Love. And love and mourning and emptiness and faithfulness drive us to the tomb with our myrrh. Not to expect a miracle, but to witness to a grieving world. To simply be there, in the dark. Thomas Merton, another prophet and master of prayer, describes what happens at this place of darkness: “Love gives an experience, a taste of what we have not seen and are not yet able to see. Faith gives us a full title to this treasure which is ours to possess in the darkness. Love enters the darkness and lays hands upon what is its own!”
What is prayer but this entry into darkness and waiting and sense of loss? And while love impels us toward the dark to begin with, Love meets us there. Maybe not in the brief iconic moment of Mary’s Easter morning, but over the oceans and abysses and mountains and deserts of our life through time. Faithful to the unknown and unknowable, Love not only transfigures the lover, but calls her by name: Mary! “I will give you the treasures of darkness and the hoards in secret places that you may know it is I, the Lord, the God of Israel, who call you by your name” (Isa. 45:3). She recognizes her beloved in the speaking of her name. And she can respond: Rabboni!
But in this world you cannot cling to love. You cannot hold or hoard it. In a suffering world, there is no time to linger in the sacred moment. Instead, every love must transfigure into ever-widening circles of compassion. This love must go out to the ends of the earth with the message of hope. “What I tell you in the dark, utter in the light; and what you hear whispered, proclaim upon the housetops” (Matt. 10:27).

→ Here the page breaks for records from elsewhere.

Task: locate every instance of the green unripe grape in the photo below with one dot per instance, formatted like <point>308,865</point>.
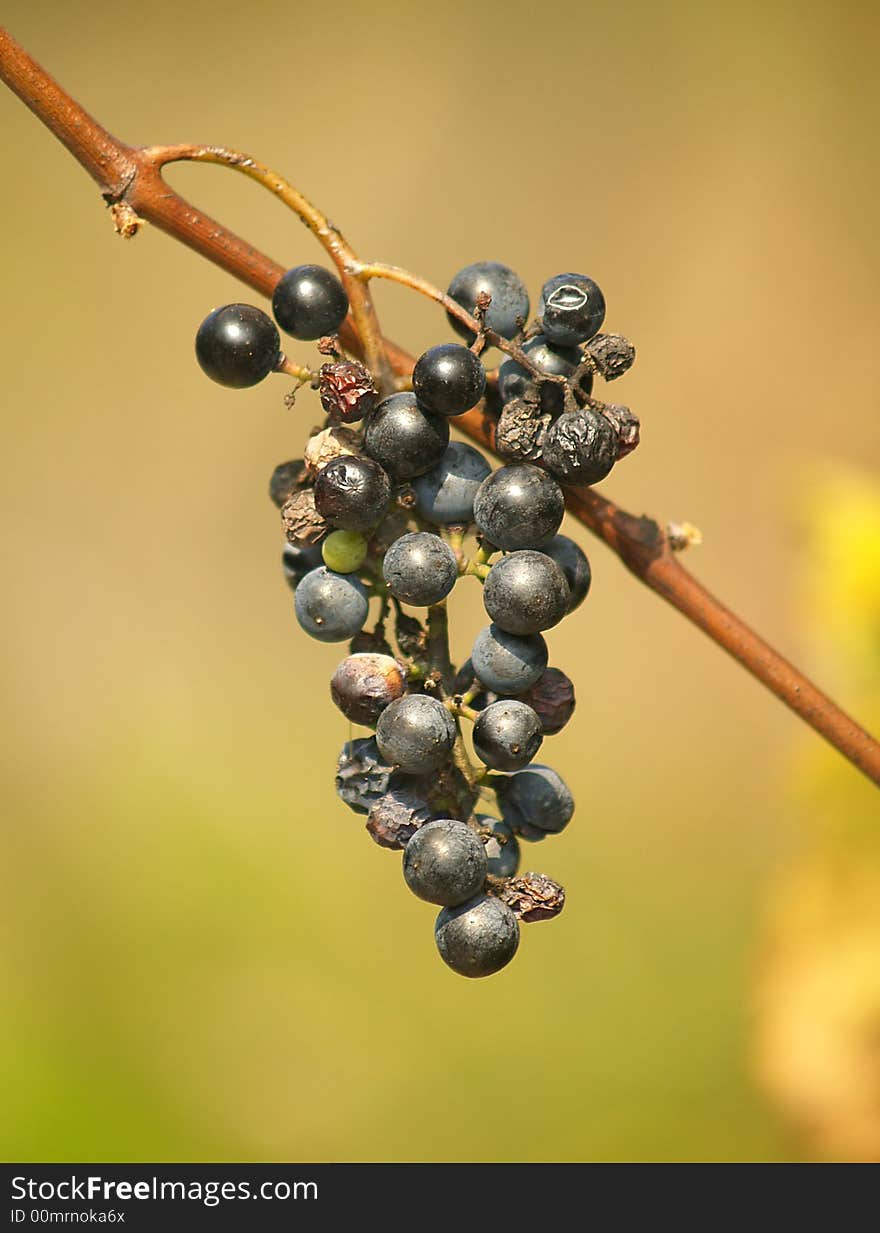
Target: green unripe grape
<point>344,551</point>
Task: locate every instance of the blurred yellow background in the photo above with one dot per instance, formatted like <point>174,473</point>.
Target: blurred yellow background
<point>203,956</point>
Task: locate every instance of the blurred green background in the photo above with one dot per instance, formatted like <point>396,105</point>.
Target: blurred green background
<point>203,956</point>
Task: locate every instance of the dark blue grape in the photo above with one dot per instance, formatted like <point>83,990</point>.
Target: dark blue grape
<point>572,308</point>
<point>415,733</point>
<point>403,438</point>
<point>449,379</point>
<point>535,802</point>
<point>478,937</point>
<point>238,345</point>
<point>445,493</point>
<point>509,308</point>
<point>519,506</point>
<point>445,862</point>
<point>351,492</point>
<point>525,592</point>
<point>309,302</point>
<point>572,560</point>
<point>330,607</point>
<point>507,735</point>
<point>419,569</point>
<point>505,662</point>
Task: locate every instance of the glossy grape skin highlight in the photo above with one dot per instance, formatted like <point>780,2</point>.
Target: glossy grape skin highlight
<point>571,310</point>
<point>238,345</point>
<point>449,379</point>
<point>309,302</point>
<point>351,492</point>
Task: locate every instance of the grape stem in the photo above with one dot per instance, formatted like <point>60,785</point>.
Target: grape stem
<point>133,188</point>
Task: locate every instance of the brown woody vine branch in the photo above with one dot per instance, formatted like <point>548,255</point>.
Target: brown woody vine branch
<point>131,180</point>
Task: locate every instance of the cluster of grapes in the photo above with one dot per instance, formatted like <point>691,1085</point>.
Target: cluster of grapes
<point>385,504</point>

The Sforza Hours, a 15th-century image by Giovan Pietro Birago, shows Mary Magdalene ascending into heaven. Clad only in her own hair, illustrating her complete dependence upon God, she leaves behind scenes in which she preached the gospel message of hope. As she is borne aloft by four handsome angels, below her are the oceans, abysses, deserts and mountains where she witnessed to the sacred moment of her encounter with the risen Lord. In the foreground is a rocky path inviting you and me into the rugged landscape.
Saint Mary Magdalene,
You came with springing tears
To the spring of mercy, Christ . . .
How can I find words to tell
About the burning love with which you sought Him
Weeping at the sepulcher
And wept for Him in your seeking? . . .
For the sweetness of love He shows Himself
Who would not for the bitterness of tears.